I don’t know what happened (was I ovulating?) but when he contacted me again this week, I was ripe for the picking. I couldn’t stop myself from flirting with him via Chat but, even then, I wasn’t planning on taking it any further. But then (horror of horrors!) I actually bumped into him while I was running outside work. I didn’t stop to talk, as I was all sweaty and in a hurry to get back to work, but, oh, I got a good look at him alright – and I liked what I saw! Goddamn the boy is hot. There was no holding me back after that, and I agreed to go out on a date with him next week.
Since then I’ve completely fallen off the SLAA wagon. I stayed up until 3:00 a.m. googling the shit out of him, and trying to find out as much as I can. He has been the centre of all my romantic and sexual fantasies. In them, there’s lot of hot fucking, and we’re already married, and our kids all speak Arabic, French and English fluently. Oh, yeah, did I mention he’s North African and therefore fluent in Arabic and French? Since I speak French, he’ll tell me things like “J’adore tes super grands yeux bleus, ta sourire, tes cheveux courts…(I love your super big blue eyes, your smile, your short hair”; “tu es très attirante” (you are very attractive). Ugh! How to resist sweet-nothings in French?! How?!

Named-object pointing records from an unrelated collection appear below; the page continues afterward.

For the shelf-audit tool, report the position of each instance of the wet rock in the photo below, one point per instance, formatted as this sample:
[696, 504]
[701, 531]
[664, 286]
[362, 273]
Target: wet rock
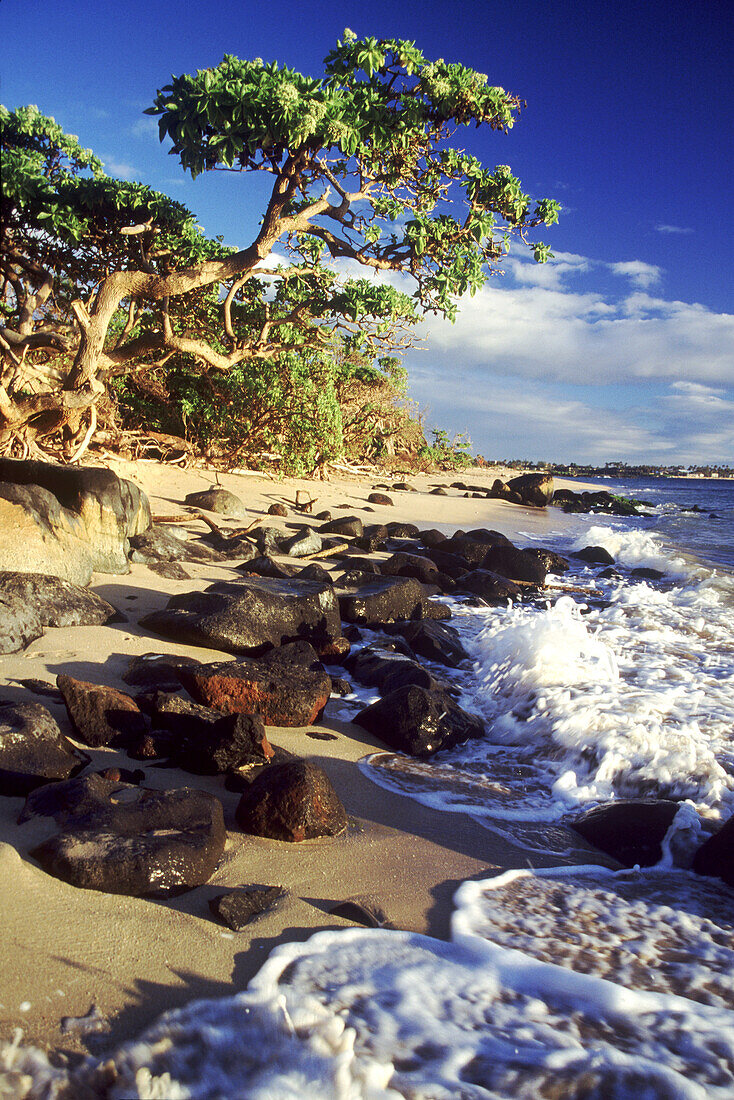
[515, 564]
[350, 526]
[239, 908]
[433, 640]
[127, 839]
[418, 722]
[715, 856]
[100, 715]
[33, 750]
[536, 490]
[492, 587]
[283, 694]
[31, 602]
[630, 832]
[251, 615]
[302, 545]
[218, 499]
[595, 556]
[293, 801]
[382, 600]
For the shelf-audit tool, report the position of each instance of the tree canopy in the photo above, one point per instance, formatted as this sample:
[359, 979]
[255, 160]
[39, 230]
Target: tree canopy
[107, 273]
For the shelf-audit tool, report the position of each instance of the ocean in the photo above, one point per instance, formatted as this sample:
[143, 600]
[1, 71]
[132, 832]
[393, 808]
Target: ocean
[559, 981]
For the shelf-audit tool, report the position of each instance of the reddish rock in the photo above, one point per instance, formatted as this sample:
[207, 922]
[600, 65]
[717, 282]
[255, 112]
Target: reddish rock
[292, 801]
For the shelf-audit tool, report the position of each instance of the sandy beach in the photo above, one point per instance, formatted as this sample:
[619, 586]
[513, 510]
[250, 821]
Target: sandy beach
[69, 952]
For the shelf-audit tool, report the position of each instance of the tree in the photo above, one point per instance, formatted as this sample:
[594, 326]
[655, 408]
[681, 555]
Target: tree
[362, 169]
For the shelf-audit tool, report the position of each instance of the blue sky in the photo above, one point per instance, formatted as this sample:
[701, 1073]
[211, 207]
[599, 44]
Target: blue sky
[620, 349]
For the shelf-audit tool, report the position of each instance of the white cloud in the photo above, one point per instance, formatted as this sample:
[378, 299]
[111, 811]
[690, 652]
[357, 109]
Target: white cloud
[639, 273]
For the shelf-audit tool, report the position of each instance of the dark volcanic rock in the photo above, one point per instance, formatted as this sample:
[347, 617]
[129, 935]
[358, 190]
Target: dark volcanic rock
[433, 640]
[383, 600]
[536, 490]
[715, 856]
[292, 801]
[490, 586]
[30, 602]
[251, 615]
[630, 832]
[218, 499]
[595, 556]
[418, 722]
[239, 908]
[33, 750]
[283, 694]
[126, 839]
[515, 564]
[100, 715]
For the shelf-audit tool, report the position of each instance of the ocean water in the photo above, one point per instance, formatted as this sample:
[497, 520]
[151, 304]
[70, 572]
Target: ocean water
[561, 982]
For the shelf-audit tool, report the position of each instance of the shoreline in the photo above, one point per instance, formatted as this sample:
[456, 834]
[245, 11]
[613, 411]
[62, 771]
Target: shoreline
[69, 950]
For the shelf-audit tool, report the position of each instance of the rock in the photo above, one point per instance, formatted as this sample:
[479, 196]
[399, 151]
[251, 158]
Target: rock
[30, 602]
[715, 856]
[595, 556]
[630, 832]
[218, 499]
[433, 640]
[67, 520]
[156, 670]
[292, 802]
[515, 564]
[492, 587]
[100, 715]
[551, 561]
[239, 908]
[127, 839]
[536, 490]
[302, 545]
[382, 600]
[283, 694]
[398, 530]
[347, 525]
[418, 722]
[33, 750]
[251, 615]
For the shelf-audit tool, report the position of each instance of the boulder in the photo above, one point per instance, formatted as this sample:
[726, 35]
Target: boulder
[218, 499]
[292, 801]
[282, 693]
[418, 722]
[251, 615]
[536, 490]
[382, 600]
[630, 832]
[127, 839]
[100, 715]
[67, 520]
[492, 587]
[33, 750]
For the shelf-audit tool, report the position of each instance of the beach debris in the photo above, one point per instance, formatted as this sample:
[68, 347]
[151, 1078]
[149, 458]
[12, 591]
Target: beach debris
[126, 839]
[100, 715]
[31, 602]
[251, 615]
[381, 600]
[33, 750]
[632, 832]
[281, 692]
[419, 722]
[293, 801]
[219, 501]
[239, 908]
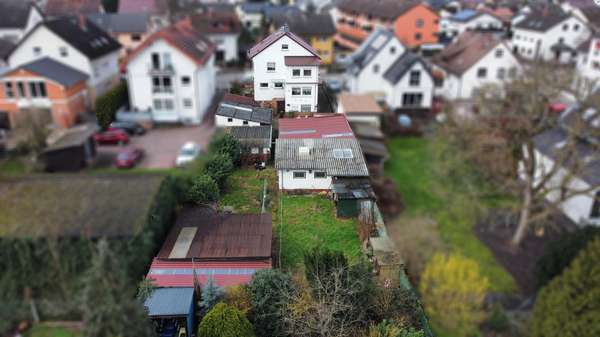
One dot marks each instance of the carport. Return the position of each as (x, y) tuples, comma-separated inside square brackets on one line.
[(170, 309)]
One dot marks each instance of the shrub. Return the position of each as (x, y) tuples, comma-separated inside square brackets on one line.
[(228, 145), (453, 291), (239, 297), (268, 292), (210, 296), (219, 167), (225, 321), (107, 105), (569, 305), (559, 254), (203, 189)]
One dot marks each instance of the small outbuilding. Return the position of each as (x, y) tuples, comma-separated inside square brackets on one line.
[(172, 310)]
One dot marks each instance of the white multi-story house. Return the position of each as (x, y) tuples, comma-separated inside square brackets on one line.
[(475, 59), (550, 36), (172, 75), (588, 62), (383, 67), (286, 68), (236, 110), (468, 19), (78, 43), (17, 19)]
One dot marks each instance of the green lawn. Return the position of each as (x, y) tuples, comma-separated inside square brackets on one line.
[(42, 330), (410, 167), (308, 220)]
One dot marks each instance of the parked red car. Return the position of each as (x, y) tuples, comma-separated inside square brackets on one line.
[(129, 158), (112, 136)]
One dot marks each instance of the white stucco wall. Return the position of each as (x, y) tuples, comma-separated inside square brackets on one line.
[(288, 182), (200, 90), (463, 87)]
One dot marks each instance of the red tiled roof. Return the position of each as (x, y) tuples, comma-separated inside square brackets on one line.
[(231, 98), (173, 273), (216, 22), (302, 61), (72, 7), (182, 37), (330, 126), (269, 40)]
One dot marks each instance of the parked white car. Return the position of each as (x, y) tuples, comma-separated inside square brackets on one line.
[(188, 152)]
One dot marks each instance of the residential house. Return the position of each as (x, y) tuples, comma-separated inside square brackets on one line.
[(286, 70), (255, 141), (157, 9), (469, 19), (236, 110), (360, 108), (223, 29), (315, 164), (549, 35), (17, 18), (130, 29), (414, 23), (473, 60), (62, 8), (78, 43), (383, 67), (202, 244), (317, 29), (172, 75), (45, 85), (580, 175), (588, 63)]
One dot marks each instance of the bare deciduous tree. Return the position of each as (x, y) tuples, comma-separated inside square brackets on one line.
[(504, 137)]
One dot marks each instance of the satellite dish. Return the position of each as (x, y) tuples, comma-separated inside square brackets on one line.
[(404, 121)]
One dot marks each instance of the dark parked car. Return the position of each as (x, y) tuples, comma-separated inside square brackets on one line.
[(131, 128), (112, 136), (129, 158)]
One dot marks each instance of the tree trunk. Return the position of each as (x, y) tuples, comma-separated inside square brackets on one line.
[(523, 218)]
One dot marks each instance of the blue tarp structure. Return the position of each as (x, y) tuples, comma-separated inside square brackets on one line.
[(172, 303)]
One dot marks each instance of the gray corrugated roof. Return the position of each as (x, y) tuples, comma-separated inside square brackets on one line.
[(245, 112), (55, 71), (399, 68), (170, 302), (121, 22), (321, 156)]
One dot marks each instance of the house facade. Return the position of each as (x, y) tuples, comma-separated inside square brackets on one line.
[(286, 69), (415, 24), (316, 29), (384, 68), (588, 62), (77, 43), (172, 75), (44, 85), (17, 19), (549, 36), (475, 59)]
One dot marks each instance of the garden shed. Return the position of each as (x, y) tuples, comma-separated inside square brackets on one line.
[(171, 309)]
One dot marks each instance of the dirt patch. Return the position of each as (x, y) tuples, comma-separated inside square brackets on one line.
[(496, 232)]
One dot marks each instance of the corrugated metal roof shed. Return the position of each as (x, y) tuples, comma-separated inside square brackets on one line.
[(170, 302)]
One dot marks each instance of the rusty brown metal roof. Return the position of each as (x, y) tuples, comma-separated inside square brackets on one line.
[(221, 236)]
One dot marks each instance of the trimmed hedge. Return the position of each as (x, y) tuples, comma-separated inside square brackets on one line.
[(107, 105)]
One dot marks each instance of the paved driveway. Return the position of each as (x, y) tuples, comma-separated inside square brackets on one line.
[(161, 145)]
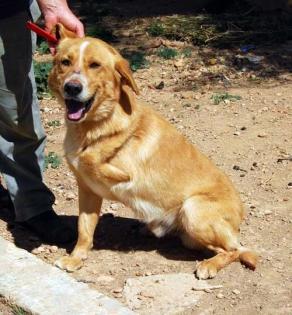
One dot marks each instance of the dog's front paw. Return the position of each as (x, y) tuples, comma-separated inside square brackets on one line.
[(205, 270), (69, 264)]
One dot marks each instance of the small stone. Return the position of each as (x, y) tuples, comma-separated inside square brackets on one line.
[(70, 196), (118, 290), (179, 63), (33, 238), (146, 294), (219, 296), (38, 250), (212, 61), (53, 249), (160, 85)]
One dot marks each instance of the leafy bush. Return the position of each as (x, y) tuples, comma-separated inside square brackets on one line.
[(167, 53), (156, 29)]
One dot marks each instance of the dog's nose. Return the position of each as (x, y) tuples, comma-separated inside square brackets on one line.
[(73, 88)]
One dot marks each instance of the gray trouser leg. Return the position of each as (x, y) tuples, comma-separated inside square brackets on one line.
[(22, 137)]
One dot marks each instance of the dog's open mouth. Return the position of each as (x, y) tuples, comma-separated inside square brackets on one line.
[(76, 109)]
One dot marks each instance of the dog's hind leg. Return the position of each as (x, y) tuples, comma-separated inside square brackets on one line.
[(204, 226), (89, 209)]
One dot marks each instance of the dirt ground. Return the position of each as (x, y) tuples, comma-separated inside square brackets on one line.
[(249, 138)]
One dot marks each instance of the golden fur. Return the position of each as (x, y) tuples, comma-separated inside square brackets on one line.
[(123, 150)]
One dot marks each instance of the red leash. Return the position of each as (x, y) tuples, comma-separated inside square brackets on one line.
[(46, 35)]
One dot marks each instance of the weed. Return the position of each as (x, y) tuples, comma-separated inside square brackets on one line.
[(54, 123), (155, 29), (98, 31), (52, 160), (187, 52), (137, 60), (167, 53), (41, 70), (43, 48), (221, 97)]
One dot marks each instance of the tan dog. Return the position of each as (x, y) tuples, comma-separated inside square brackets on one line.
[(122, 150)]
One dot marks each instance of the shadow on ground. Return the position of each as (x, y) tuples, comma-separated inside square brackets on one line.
[(112, 233)]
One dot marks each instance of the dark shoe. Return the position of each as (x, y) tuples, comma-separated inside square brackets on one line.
[(51, 228), (5, 200)]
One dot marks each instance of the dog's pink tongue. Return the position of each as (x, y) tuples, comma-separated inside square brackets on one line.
[(75, 115)]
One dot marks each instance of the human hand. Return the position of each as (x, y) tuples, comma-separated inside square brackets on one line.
[(57, 11)]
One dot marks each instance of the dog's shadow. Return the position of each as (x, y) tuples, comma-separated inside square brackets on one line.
[(112, 233)]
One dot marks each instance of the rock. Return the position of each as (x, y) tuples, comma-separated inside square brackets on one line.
[(38, 250), (70, 196), (53, 249), (118, 290), (105, 279)]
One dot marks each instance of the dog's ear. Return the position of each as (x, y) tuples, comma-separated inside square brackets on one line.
[(61, 32), (123, 68)]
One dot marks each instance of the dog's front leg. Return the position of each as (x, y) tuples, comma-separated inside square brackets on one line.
[(89, 209)]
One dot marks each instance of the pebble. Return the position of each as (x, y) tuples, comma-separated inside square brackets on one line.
[(53, 249), (118, 290), (70, 196), (219, 296), (38, 250)]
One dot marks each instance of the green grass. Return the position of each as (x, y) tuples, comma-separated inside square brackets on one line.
[(43, 48), (155, 29), (137, 60), (52, 160), (228, 29), (167, 53), (221, 97), (42, 70)]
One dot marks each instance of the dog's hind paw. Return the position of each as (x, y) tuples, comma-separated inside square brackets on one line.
[(206, 270), (70, 264)]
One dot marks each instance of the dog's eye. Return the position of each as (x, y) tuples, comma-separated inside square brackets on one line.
[(94, 65), (66, 62)]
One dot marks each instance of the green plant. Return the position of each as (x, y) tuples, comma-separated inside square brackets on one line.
[(99, 31), (221, 97), (54, 123), (167, 53), (187, 52), (53, 160), (43, 48), (155, 29), (137, 60), (41, 70)]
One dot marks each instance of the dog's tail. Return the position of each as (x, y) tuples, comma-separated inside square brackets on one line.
[(248, 258)]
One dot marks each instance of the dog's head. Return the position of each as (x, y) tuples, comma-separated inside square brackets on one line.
[(90, 77)]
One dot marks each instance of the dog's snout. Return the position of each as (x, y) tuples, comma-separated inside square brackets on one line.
[(73, 88)]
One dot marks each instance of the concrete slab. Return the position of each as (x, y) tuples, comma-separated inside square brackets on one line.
[(43, 289)]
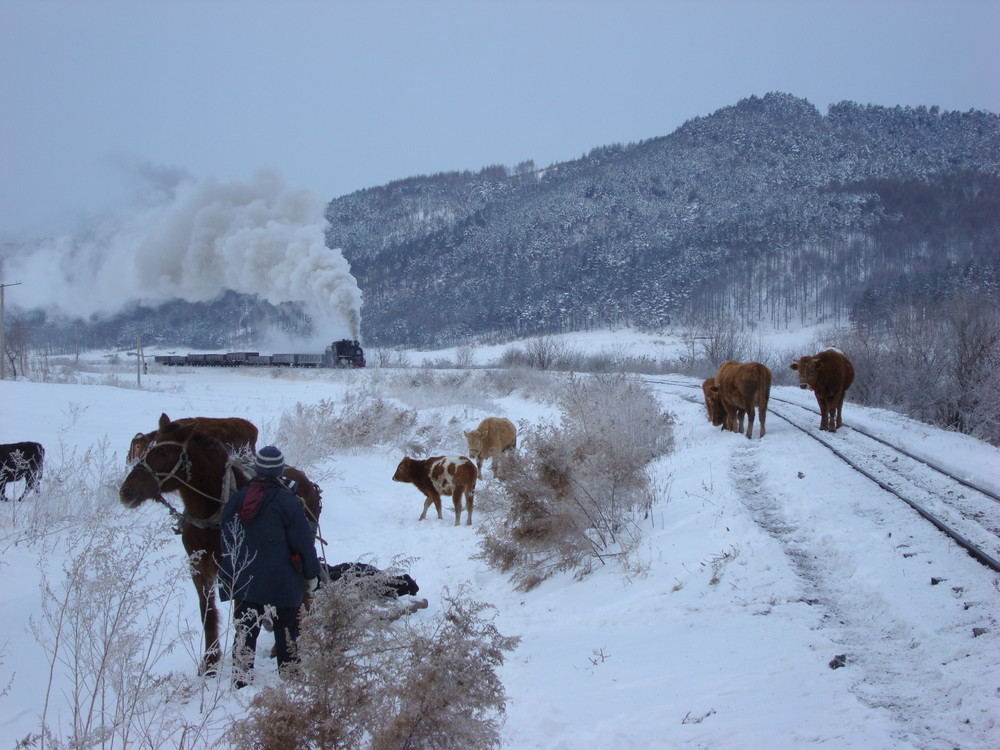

Why did this have to happen? I was sooooo not fucking looking to date anybody. I was fine with living a quiet life. But, well, I guess deep-down that I wasn’t because I fell at the very first hurdle. I’m sure that my sponsor and all of you will tell me not to go on that date next week but, oh, I’m going.
And just in case you think it might be alright to date him, let me give you two more reasons why it’s an awful idea.
(1) Bizarrely, in 2006 or 2007, it turns out that I went on a date with his old roommate/friend. He is from the same country, and has the exact same name. It was only one date (he was too young for me, I felt) but we did make out passionately in his car. What guy wants to think that the girl he’s dating has already had a dalliance with a friend of his? Maybe American/European guys would be OK with this, but (again with my preconceived notions of Arab men) I can’t help but feel that this guy might not be cool with it. Maybe he thinks that I’m a complete slut.
(2) He befriended me on Facebook, and when I looked at his pictures, there was one of him standing with a friend of his who, a few years ago, was one of my sensual massage clients. I have no idea how good of a friend this guy is, but how fucking awkward is that? What if I meet this guy and his wife? What if the Arab knows all about my nice little sideline in handjobs and again thinks that I’m just an easy lay.
What the fuck am I doing? Why did this have to happen? Why can’t I just stay away from this guy? What happened to being all spiritual and zen?